The house was very quiet now. No men were left, and the rest of the girls had either gone home or to sleep. They were sitting in the kitchen, where Lonnie the mouse was mixing drinks.

“Not me,” Janey said. “Not me. Geesus Christ, you don't have no insides after a night like that.”

“Yer a lot of little pikers,” Minnie told them. “None of the girls nowdays can take it. I remember when Orchard and Allen were the streets—”

“Wanna drink, Minnie?”

“No. I had enough. I'm gettin' old.”

“Oh, I'm sick of this lousy racket. I wanna get married.”

“You won't never get married. You'll stay in this until you croak.”

“Maybe I won't,” Lonnie said. “I'll marry the first guy asks me, even if he got a wooden leg.”

“They won't nobody ask you.”

“The first guy asked me,” said Janey, “I was sap enough to believe. So he knocks me up, an' then tells me he's going to join the army. So I say, What do I do? So he says, Awright, I'll marry yu. Then he goes down to the camp, an' I come down there after him. It took my last five bucks, an' when I get there, I don't have a cent in the world. What d'yu want? he tells me. So I ask him to marry me, an' he tells me to go to hell. So what am I to do? I hang around the camp for maybe two or three days, an' I'm hungry as hell. Yu can't starve, an' there was all these men with plenty of dough to get rid of. Geesus, I never knew there were so many men until I got down there. So I took some money from a nice kid, an' I figured it didn't make no difference, on account of I was knocked up anyway. You know how one thing leads to another. I kept it up because I hadda eat, an' kept on askin' him to marry me. So one day he gets wind of it, an' he fixes things with some of his friends. Then they get me all together, give me the works, an' he keeps hittin' me an' …

“What happened to him?” Minnie asked her.

“He was killed. I see his name in the paper one day, an' sure as hell I sit down and cry like a baby. Now wouldn't that give you something to laugh at? There's that no good sonovabitch gettin' what he deserved, an' I'm sap enough to sit down and cry. But you don't hate men—”

“They ain't worth it.”

“I still think about him. He wasn't no good, but he was handsome as hell—one of these big dark men, like Shutzey.”

“Yeah—but you got over it.”

“Did I? I ain't no good for nothing now. I oughta pray that he rots in hell, but I don't.”

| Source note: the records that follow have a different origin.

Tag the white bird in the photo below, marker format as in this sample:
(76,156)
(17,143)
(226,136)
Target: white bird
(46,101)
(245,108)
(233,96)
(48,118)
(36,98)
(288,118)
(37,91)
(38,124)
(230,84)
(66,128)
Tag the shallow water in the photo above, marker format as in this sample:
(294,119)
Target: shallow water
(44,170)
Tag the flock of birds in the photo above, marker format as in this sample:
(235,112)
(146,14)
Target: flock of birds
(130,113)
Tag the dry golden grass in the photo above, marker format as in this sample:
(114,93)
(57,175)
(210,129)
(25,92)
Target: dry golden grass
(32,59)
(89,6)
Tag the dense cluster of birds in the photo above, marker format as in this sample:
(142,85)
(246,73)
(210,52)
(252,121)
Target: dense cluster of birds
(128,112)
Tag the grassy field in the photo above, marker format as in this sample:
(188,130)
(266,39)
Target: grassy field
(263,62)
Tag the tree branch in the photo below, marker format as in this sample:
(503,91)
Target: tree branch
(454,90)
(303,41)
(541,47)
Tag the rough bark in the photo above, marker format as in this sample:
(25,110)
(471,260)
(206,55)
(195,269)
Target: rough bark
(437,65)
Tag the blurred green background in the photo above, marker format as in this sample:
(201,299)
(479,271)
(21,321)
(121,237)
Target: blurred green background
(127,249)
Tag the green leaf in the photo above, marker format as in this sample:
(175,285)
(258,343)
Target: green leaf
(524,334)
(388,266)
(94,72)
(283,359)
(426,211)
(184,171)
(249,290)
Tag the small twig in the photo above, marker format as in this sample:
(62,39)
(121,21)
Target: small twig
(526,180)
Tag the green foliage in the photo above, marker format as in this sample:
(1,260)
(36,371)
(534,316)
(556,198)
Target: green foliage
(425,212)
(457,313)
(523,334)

Then they heard the shots. They ran to the front, peered through windows. Then, when they saw other people running, they ran too, oblivious to the cold, living because someone else had died.

Marion and the priest heard the shots after they left the mission, hurried on; they came into the Place and moved toward the crowd.

The priest knew it was death. Death came like that, part of the night, a cold, mysterious stranger.

W
HAT
did noise and people mean to John Edwards now? The fire in him, the mighty surging desire for life was gone. Nothing was left. All the will and energy that had transformed him into another person had been swept away with the life of Anna. He sat in the snow knowing no more than that the woman he loved was dead.

It was all over; in this way, things end and desires go. He sat there hardly even noticing his own coughing, the thin trickle of blood that came from his half-open mouth, ran down his chin and onto his coat.